The concept has been done before and much better:

see here: http://www.pouet.net/prod.php?which=62917

It seems the creator of this demo managed to fit that into 256 bytes including the unpacker.  Here are some of the things he says about his demo:

There are 64 pseudo random brush strokes of cycling color. Each stroke is shorter than previous to increase details. Intro code generates set of random numbers starting from initial 32bit seed with Galois LFSRs as a PRNG. This set is used to control direction of brush movement and and starting position. Each stroke has initial 16bit value that influences the seed. Therefore data is 4 bytes (initial seed) + 64*2 bytes of stroke PRNG seeds. Picture of Mona Lisa (3072 bytes) was compressed to those random brush strokes by external optimization program (a few days of work for modern CPU/GPU combo). The process can be seen as lossy compression (23x) of picture into random brush movements.

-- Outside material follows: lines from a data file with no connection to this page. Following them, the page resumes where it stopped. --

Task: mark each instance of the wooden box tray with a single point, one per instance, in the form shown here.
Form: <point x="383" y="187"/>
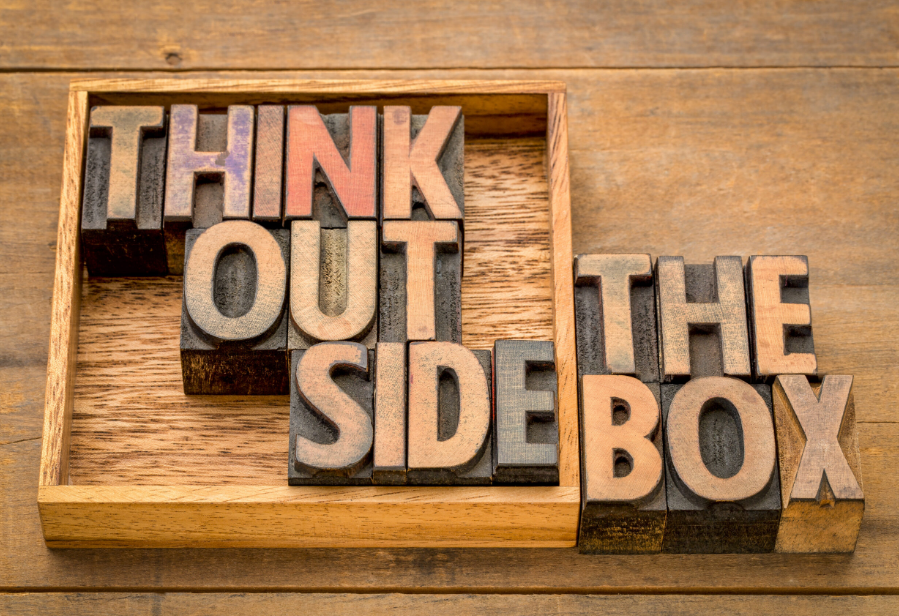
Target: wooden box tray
<point x="129" y="460"/>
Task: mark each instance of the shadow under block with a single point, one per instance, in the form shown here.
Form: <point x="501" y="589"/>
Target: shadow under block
<point x="623" y="500"/>
<point x="334" y="293"/>
<point x="702" y="319"/>
<point x="422" y="164"/>
<point x="124" y="181"/>
<point x="332" y="165"/>
<point x="420" y="283"/>
<point x="820" y="468"/>
<point x="615" y="316"/>
<point x="208" y="174"/>
<point x="389" y="454"/>
<point x="722" y="481"/>
<point x="331" y="415"/>
<point x="527" y="414"/>
<point x="780" y="316"/>
<point x="268" y="161"/>
<point x="234" y="316"/>
<point x="450" y="439"/>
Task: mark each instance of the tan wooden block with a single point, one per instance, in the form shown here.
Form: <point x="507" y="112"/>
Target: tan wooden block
<point x="820" y="468"/>
<point x="331" y="427"/>
<point x="702" y="319"/>
<point x="780" y="316"/>
<point x="124" y="177"/>
<point x="422" y="164"/>
<point x="209" y="173"/>
<point x="623" y="502"/>
<point x="420" y="281"/>
<point x="450" y="412"/>
<point x="722" y="482"/>
<point x="527" y="414"/>
<point x="332" y="164"/>
<point x="233" y="318"/>
<point x="334" y="288"/>
<point x="268" y="165"/>
<point x="389" y="465"/>
<point x="615" y="316"/>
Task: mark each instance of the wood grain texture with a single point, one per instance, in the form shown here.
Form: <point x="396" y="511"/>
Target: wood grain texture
<point x="821" y="483"/>
<point x="348" y="604"/>
<point x="698" y="33"/>
<point x="791" y="155"/>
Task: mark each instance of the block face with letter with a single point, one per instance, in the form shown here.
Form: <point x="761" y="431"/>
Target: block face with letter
<point x="623" y="497"/>
<point x="209" y="173"/>
<point x="422" y="164"/>
<point x="450" y="438"/>
<point x="702" y="319"/>
<point x="780" y="317"/>
<point x="722" y="480"/>
<point x="334" y="288"/>
<point x="615" y="316"/>
<point x="332" y="166"/>
<point x="527" y="413"/>
<point x="234" y="315"/>
<point x="820" y="467"/>
<point x="331" y="425"/>
<point x="124" y="182"/>
<point x="420" y="283"/>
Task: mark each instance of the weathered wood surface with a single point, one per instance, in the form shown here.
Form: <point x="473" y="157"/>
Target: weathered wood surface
<point x="794" y="157"/>
<point x="337" y="604"/>
<point x="575" y="33"/>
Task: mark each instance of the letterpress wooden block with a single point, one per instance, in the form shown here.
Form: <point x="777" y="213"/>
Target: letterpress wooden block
<point x="334" y="288"/>
<point x="208" y="175"/>
<point x="820" y="470"/>
<point x="332" y="166"/>
<point x="269" y="165"/>
<point x="331" y="431"/>
<point x="527" y="414"/>
<point x="722" y="479"/>
<point x="421" y="281"/>
<point x="234" y="316"/>
<point x="389" y="465"/>
<point x="702" y="319"/>
<point x="615" y="316"/>
<point x="623" y="503"/>
<point x="124" y="178"/>
<point x="780" y="317"/>
<point x="450" y="440"/>
<point x="422" y="164"/>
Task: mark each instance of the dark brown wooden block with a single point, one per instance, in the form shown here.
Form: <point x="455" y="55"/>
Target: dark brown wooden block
<point x="623" y="501"/>
<point x="331" y="429"/>
<point x="820" y="469"/>
<point x="208" y="174"/>
<point x="334" y="294"/>
<point x="268" y="165"/>
<point x="124" y="180"/>
<point x="722" y="479"/>
<point x="615" y="316"/>
<point x="389" y="464"/>
<point x="234" y="316"/>
<point x="450" y="441"/>
<point x="332" y="166"/>
<point x="420" y="286"/>
<point x="702" y="319"/>
<point x="527" y="414"/>
<point x="780" y="316"/>
<point x="422" y="164"/>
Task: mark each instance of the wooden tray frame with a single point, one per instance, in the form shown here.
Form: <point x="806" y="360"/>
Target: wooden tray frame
<point x="284" y="516"/>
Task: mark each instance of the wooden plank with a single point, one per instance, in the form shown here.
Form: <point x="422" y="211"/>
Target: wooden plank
<point x="468" y="34"/>
<point x="351" y="604"/>
<point x="788" y="150"/>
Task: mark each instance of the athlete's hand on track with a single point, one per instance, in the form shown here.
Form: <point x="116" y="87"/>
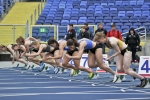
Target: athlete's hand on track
<point x="108" y="58"/>
<point x="49" y="57"/>
<point x="12" y="62"/>
<point x="68" y="56"/>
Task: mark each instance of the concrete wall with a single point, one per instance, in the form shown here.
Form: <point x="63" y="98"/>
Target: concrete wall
<point x="21" y="0"/>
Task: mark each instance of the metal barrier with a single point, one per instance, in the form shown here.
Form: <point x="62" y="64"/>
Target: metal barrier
<point x="141" y="31"/>
<point x="43" y="32"/>
<point x="92" y="28"/>
<point x="9" y="33"/>
<point x="143" y="37"/>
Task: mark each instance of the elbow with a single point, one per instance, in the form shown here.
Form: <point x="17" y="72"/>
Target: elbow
<point x="119" y="52"/>
<point x="79" y="57"/>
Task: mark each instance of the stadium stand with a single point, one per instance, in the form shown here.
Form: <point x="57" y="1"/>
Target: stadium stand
<point x="129" y="13"/>
<point x="16" y="16"/>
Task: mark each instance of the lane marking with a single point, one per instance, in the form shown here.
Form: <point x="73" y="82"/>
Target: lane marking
<point x="85" y="82"/>
<point x="64" y="93"/>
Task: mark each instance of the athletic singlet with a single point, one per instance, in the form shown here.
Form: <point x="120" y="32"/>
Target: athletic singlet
<point x="119" y="43"/>
<point x="88" y="43"/>
<point x="47" y="49"/>
<point x="66" y="47"/>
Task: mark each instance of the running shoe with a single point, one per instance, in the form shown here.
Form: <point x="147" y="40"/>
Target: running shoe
<point x="143" y="83"/>
<point x="115" y="78"/>
<point x="28" y="66"/>
<point x="42" y="66"/>
<point x="56" y="70"/>
<point x="17" y="65"/>
<point x="32" y="66"/>
<point x="91" y="75"/>
<point x="134" y="69"/>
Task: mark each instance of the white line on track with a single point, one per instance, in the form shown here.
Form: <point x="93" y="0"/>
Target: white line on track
<point x="38" y="82"/>
<point x="64" y="93"/>
<point x="144" y="98"/>
<point x="85" y="82"/>
<point x="6" y="88"/>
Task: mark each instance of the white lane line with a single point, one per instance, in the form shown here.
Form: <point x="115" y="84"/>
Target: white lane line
<point x="6" y="88"/>
<point x="144" y="98"/>
<point x="38" y="82"/>
<point x="87" y="82"/>
<point x="64" y="93"/>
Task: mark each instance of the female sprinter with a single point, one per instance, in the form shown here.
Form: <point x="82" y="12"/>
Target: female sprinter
<point x="7" y="48"/>
<point x="13" y="49"/>
<point x="43" y="48"/>
<point x="62" y="44"/>
<point x="123" y="53"/>
<point x="19" y="52"/>
<point x="27" y="43"/>
<point x="95" y="52"/>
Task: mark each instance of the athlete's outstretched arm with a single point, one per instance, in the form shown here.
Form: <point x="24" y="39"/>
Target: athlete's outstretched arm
<point x="36" y="54"/>
<point x="81" y="50"/>
<point x="61" y="50"/>
<point x="116" y="47"/>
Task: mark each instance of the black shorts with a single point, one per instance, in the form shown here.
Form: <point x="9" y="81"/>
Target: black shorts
<point x="34" y="50"/>
<point x="56" y="48"/>
<point x="125" y="50"/>
<point x="95" y="48"/>
<point x="71" y="52"/>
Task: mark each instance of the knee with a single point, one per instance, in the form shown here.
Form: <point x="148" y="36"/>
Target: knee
<point x="77" y="68"/>
<point x="64" y="64"/>
<point x="126" y="71"/>
<point x="30" y="58"/>
<point x="119" y="70"/>
<point x="17" y="59"/>
<point x="90" y="65"/>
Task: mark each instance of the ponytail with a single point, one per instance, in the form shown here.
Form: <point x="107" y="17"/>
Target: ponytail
<point x="108" y="45"/>
<point x="51" y="41"/>
<point x="72" y="41"/>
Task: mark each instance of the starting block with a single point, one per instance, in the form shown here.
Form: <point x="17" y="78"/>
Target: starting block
<point x="144" y="69"/>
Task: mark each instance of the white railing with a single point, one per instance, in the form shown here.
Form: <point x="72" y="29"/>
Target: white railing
<point x="141" y="31"/>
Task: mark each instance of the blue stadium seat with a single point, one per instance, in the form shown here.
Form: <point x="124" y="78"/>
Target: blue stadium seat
<point x="137" y="24"/>
<point x="137" y="8"/>
<point x="129" y="13"/>
<point x="133" y="19"/>
<point x="73" y="21"/>
<point x="64" y="22"/>
<point x="116" y="20"/>
<point x="125" y="3"/>
<point x="89" y="15"/>
<point x="90" y="21"/>
<point x="66" y="16"/>
<point x="74" y="18"/>
<point x="56" y="22"/>
<point x="96" y="4"/>
<point x="118" y="3"/>
<point x="97" y="21"/>
<point x="47" y="22"/>
<point x="98" y="14"/>
<point x="81" y="22"/>
<point x="124" y="19"/>
<point x="133" y="3"/>
<point x="39" y="22"/>
<point x="111" y="4"/>
<point x="128" y="24"/>
<point x="91" y="18"/>
<point x="145" y="13"/>
<point x="142" y="19"/>
<point x="140" y="3"/>
<point x="125" y="27"/>
<point x="119" y="24"/>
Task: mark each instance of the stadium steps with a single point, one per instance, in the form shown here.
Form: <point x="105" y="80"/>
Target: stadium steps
<point x="19" y="14"/>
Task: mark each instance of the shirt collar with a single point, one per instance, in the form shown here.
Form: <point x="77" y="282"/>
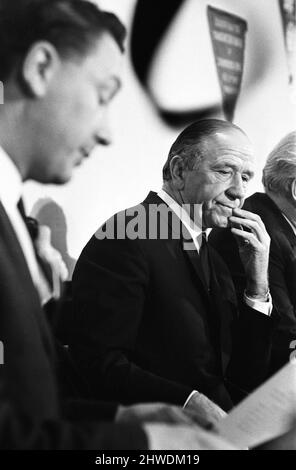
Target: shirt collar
<point x="193" y="227"/>
<point x="10" y="181"/>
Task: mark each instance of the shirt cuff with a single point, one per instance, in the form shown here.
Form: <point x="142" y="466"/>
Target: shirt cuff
<point x="259" y="305"/>
<point x="189" y="398"/>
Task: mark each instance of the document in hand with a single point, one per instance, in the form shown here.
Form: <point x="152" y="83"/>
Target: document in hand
<point x="265" y="414"/>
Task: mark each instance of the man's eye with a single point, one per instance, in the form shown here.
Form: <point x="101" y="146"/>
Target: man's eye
<point x="224" y="172"/>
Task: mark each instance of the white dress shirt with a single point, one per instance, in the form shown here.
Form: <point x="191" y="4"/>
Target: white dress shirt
<point x="10" y="194"/>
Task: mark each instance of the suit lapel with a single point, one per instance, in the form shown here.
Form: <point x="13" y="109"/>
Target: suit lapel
<point x="13" y="248"/>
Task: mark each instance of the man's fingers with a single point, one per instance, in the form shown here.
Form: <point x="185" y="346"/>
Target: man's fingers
<point x="248" y="215"/>
<point x="244" y="237"/>
<point x="252" y="225"/>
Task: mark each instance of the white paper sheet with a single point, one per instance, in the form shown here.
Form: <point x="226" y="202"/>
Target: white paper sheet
<point x="265" y="414"/>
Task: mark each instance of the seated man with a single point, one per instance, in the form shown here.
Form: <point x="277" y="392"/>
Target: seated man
<point x="156" y="313"/>
<point x="277" y="209"/>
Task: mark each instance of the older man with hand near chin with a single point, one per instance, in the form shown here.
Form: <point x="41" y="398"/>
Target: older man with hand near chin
<point x="156" y="314"/>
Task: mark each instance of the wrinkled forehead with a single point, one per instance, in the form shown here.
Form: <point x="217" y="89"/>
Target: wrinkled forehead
<point x="228" y="143"/>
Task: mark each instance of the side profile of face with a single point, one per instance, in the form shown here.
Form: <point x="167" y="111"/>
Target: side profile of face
<point x="70" y="118"/>
<point x="221" y="178"/>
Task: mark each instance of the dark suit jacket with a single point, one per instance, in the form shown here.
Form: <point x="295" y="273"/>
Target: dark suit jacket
<point x="147" y="328"/>
<point x="30" y="409"/>
<point x="282" y="271"/>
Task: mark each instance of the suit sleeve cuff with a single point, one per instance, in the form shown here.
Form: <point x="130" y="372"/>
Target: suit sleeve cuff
<point x="261" y="306"/>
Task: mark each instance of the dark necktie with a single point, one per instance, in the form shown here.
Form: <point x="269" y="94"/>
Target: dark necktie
<point x="32" y="227"/>
<point x="204" y="259"/>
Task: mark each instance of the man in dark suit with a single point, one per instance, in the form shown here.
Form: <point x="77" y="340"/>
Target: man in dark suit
<point x="60" y="65"/>
<point x="277" y="209"/>
<point x="156" y="313"/>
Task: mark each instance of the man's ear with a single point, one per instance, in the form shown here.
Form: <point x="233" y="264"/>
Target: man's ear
<point x="177" y="168"/>
<point x="293" y="190"/>
<point x="39" y="67"/>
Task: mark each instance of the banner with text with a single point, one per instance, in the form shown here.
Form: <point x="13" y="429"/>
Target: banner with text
<point x="228" y="34"/>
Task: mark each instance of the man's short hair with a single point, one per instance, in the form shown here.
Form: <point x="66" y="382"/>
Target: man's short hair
<point x="189" y="144"/>
<point x="72" y="26"/>
<point x="280" y="167"/>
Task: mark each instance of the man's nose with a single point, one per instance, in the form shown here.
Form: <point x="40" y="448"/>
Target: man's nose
<point x="103" y="134"/>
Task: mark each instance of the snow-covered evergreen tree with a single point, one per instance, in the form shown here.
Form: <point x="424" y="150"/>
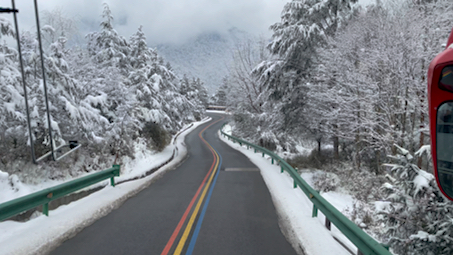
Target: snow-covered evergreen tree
<point x="416" y="216"/>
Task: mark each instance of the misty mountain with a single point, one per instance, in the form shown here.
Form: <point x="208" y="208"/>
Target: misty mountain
<point x="205" y="56"/>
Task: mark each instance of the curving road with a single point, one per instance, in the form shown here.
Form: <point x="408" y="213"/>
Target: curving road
<point x="215" y="202"/>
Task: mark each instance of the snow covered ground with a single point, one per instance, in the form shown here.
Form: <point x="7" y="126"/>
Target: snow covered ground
<point x="43" y="233"/>
<point x="295" y="209"/>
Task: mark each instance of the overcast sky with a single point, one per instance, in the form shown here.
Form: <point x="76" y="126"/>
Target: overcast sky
<point x="163" y="20"/>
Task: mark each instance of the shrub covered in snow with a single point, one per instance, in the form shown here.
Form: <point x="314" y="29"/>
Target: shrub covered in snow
<point x="417" y="217"/>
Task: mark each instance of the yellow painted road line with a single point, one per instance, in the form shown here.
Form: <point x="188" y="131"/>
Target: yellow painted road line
<point x="185" y="235"/>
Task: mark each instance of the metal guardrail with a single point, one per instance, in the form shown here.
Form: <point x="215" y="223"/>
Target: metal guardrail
<point x="366" y="244"/>
<point x="43" y="197"/>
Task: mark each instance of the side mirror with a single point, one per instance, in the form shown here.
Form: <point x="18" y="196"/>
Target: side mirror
<point x="440" y="97"/>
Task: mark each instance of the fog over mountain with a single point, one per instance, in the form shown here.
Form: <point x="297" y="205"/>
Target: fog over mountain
<point x="206" y="56"/>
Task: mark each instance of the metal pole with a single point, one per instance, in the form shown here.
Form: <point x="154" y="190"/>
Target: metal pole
<point x="32" y="145"/>
<point x="44" y="80"/>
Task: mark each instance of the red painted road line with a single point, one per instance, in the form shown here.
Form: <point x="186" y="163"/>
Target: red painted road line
<point x="184" y="216"/>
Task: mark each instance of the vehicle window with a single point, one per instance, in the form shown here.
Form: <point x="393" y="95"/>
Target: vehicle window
<point x="446" y="79"/>
<point x="445" y="147"/>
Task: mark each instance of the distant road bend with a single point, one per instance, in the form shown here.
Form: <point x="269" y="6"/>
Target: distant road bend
<point x="215" y="202"/>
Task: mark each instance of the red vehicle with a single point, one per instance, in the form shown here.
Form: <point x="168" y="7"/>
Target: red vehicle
<point x="440" y="95"/>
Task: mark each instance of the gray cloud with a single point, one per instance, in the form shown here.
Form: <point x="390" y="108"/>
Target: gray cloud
<point x="164" y="20"/>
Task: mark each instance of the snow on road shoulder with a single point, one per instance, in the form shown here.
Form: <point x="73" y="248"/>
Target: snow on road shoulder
<point x="42" y="234"/>
<point x="294" y="209"/>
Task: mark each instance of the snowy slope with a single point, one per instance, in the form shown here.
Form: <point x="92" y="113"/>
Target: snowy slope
<point x="205" y="56"/>
<point x="29" y="238"/>
<point x="295" y="209"/>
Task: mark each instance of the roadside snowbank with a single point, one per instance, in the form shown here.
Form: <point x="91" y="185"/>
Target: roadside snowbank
<point x="42" y="234"/>
<point x="295" y="209"/>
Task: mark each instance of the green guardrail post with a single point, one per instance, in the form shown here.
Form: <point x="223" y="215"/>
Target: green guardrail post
<point x="116" y="172"/>
<point x="314" y="214"/>
<point x="45" y="209"/>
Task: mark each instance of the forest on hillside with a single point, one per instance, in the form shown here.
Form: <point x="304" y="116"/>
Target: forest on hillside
<point x="109" y="94"/>
<point x="352" y="81"/>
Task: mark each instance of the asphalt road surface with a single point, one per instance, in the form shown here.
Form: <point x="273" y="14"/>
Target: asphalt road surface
<point x="215" y="202"/>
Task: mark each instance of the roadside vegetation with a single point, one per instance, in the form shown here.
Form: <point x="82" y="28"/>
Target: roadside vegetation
<point x="351" y="81"/>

The seeds were found with iterative brute-force approach. Each brush stroke is a layer which covers the previous one, therefore is mostly independent in calculations. For each layer there is a 16bit seed to be found that generates the best picture possible. Therefore there are 64 layers * 65536 possible values per layer and the program iterates through all of them (4 million of combinations – acceptable). This should be done for each initial 32bit seed (means *4 billion combinations) but can be performed in parallel. I’ve checked only a few thousands of randomly chosen initial seeds to find a nice looking picture. Details mask had to be used to multiply difference error on critical parts of the picture (eyes, nose, mouth). Otherwise too many details were put in the background.